The latest Gartner research predicts that 80% of software engineering teams will incorporate generative AI into their development processes by 2027.
That shift alone signals a major change in how businesses approach efficiency, decision-making and creativity. But the most impactful use cases aren’t happening in isolation—they’re happening where AI meets data, systems and teams.
That’s where generative AI integration comes into play. By connecting AI tools with existing systems, businesses can gain deeper data visibility, automate development and design processes, and improve customer experiences.
In this guide, we’ll not only explore how to get started with generative AI integration, but also how AI-infused integration tools like Jitterbit Harmony can automate application and data integration processes across the entire enterprise.
What is generative AI integration?
Generative AI integration is the process of connecting generative AI tools — like ChatGPT and GitHub Copilot — with existing business systems and processes.
Generative AI, or GenAI, is a category of artificial intelligence that goes beyond analyzing data. Generative AI is a type of machine learning focused on creating new content, like text, images, music or code. GenAI leverages natural language processing (NLP), machine learning, and deep learning techniques and models to train on massive volumes of data. It recognizes patterns and relationships in data, then predicts what element (word, sound, pixel or code) would come next to generate novel output.
These tools use machine learning (ML) to recognize patterns and make predictions without being explicitly programmed, as well as deep learning (DL) to learn from unstructured inputs like images, audio, and raw text with increasing accuracy. The result? Tools that produce new, high-quality results at scale — without manual effort.
Enterprise benefits of generative AI integration
For internal operations, enterprises are using generative AI to automate routine documentation, generate reports and support faster product development. Externally, it’s being used to personalize customer interactions, create dynamic marketing content and accelerate support response times.
Within an iPaaS platform like Jitterbit Harmony, generative Ai doesn’t just run alongside your integrations— it enhances and automates them. By embedding AI directly into data pipelines and integration workflows, iPaaS platforms can offload complex logic, simplify error handling, and generate key integration components on demand. That includes automatically mapping fields between systems, recommending pre-build connectors based on context or even generating API documentation.
This turns time-intensive configuration work into streamlined, repeatable automation. GenAI, when integrated into an iPaaS framework, adds value at every step of the integration lifecycle, including planning, building, deploying, and maintaining workflows.
By utilizing generative AI integration for these processes, businesses can unlock:
- Workflow efficiency by automating repetitive tasks like report generation, content creation, or summarizing support tickets.
- Smarter decision-making by feeding real-time data from ERPs, CRMs and analytics tools into AI models to generate insights, recommendations or dynamic content.
- Personalized experiences at scale by integrating AI with customer data to tailor emails, product suggestions or service responses automatically.
- Cost and time savings by reducing manual handoffs and speeding up processes across teams and departments.
It’s not just about what AI can generate. It’s about where, when and how that content or insight becomes actionable. That’s why choosing an AI integration platform that connects securely across your ecosystem is essential.
Use cases for generative AI integration
The real power of generative AI isn’t just in what it can create, but also in what happens when that intelligence is fully connected to your business. Once integrated, generative AI can move from being a standalone tool to becoming a strategic partner in everyday operations. When paired with the right systems and workflows, GenAI unlocks high-impact use cases across development, marketing, customer experience, and operations.
1. Customer support automation
When AI is connected to your CRM or ticketing platform, it can instantly summarize long support threads, suggest relevant responses or even draft full replies based on historical interactions. Support agents spend less time starting from scratch and more time resolving issues, all while keeping tone and messaging on-brand.

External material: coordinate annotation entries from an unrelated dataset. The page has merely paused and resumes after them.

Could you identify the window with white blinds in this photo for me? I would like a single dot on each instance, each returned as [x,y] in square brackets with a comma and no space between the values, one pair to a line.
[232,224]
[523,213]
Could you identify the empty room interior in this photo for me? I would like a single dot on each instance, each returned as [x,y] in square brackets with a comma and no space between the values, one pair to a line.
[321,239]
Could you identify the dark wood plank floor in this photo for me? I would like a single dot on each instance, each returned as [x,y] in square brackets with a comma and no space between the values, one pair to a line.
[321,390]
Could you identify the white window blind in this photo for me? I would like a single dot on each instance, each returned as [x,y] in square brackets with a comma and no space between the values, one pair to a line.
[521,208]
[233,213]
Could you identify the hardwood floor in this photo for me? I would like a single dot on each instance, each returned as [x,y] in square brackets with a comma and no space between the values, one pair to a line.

You can also embed GenAI in chatbots and service desks to provide 24-7 assistance, surface relevant knowledge base articles, and recommend next-best actions. This allows human agents to focus on high-priority and/or complex tasks.
2. Marketing automation
By integrating generative AI with your CRM, web analytics and product data, teams can generate high-converting content tailored to audience segments and sales stages. That might mean creating custom emails, sales scripts or product descriptions — on demand and always aligned with customer behavior.
3. Data analysis
AI connected to business intelligence tools can transform traditional reporting. Instead of static charts, stakeholders receive natural-language summaries, explanations of trends and even proactive recommendations — making performance data easier to digest and act on.
4. Internal process automation
With the right integrations, generative AI can function as a 24/7 knowledge assistant. Connected to internal wikis, SOPs and documentation libraries, it helps employees find answers, onboard faster and spend less time searching for critical information.

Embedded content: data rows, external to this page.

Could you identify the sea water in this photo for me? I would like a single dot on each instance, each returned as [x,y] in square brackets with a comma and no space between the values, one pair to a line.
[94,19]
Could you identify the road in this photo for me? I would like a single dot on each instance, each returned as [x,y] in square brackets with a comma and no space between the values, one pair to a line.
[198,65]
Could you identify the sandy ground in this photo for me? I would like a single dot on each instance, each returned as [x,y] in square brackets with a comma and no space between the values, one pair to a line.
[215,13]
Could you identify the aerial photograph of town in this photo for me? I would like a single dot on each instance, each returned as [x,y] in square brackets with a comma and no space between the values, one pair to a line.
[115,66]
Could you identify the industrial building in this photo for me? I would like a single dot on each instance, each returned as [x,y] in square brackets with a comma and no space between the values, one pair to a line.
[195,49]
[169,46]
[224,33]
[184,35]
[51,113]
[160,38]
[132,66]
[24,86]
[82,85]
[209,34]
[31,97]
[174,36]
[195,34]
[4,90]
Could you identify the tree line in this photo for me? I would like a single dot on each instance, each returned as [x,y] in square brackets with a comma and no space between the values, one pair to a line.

As knowledge bases grow, GenAI can also help maintain and update them by detecting outdated content, suggesting revisions, or even drafting new documentation based on recent activity or user feedback. This helps teams stay agile without overwhelming operations managers or IT.

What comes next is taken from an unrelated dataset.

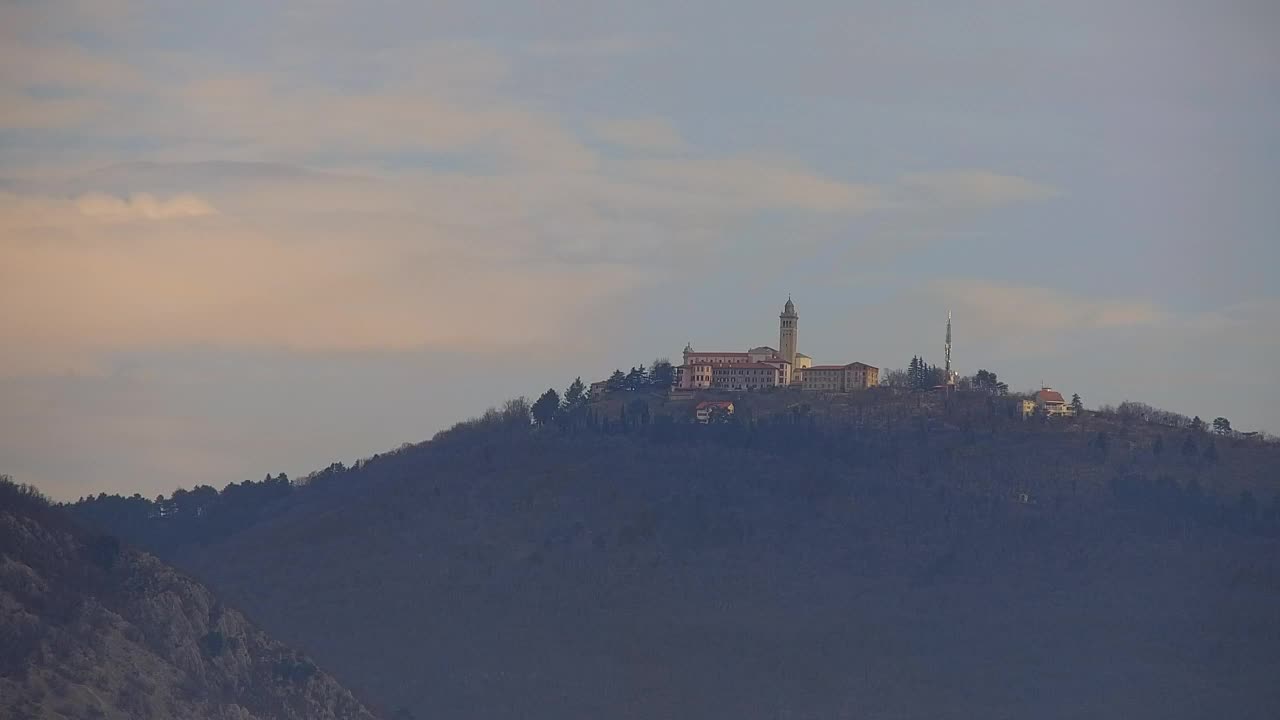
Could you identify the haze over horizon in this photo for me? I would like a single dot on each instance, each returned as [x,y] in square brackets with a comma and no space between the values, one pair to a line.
[241,240]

5. Product and engineering workflows
AI becomes especially powerful when integrated with tools like Jira, GitHub or customer feedback platforms. It can surface product insights, summarize issue logs, generate specs or code snippets, and reduce the manual overhead in development cycles.
6. Automated code generation
Integrate AI with code repositories to automatically draft boilerplate code, suggest fixes, and generate technical documentation.
Generative AI can assist with writing unit tests, refactoring legacy code, and enforcing style guidelines—speeding up development cycles without sacrificing quality. This helps engineering teams focus on solving higher-level problems while maintaining consistency across large codebases.
7. Text summarization
Connect GenAI models to systems like email, CRM, or ticketing platforms to automatically summarize long threads, meeting transcripts, or internal knowledge articles. Instead of sifting through pages of text, teams receive concise, context-rich overviews that highlight key points, action items, or next steps.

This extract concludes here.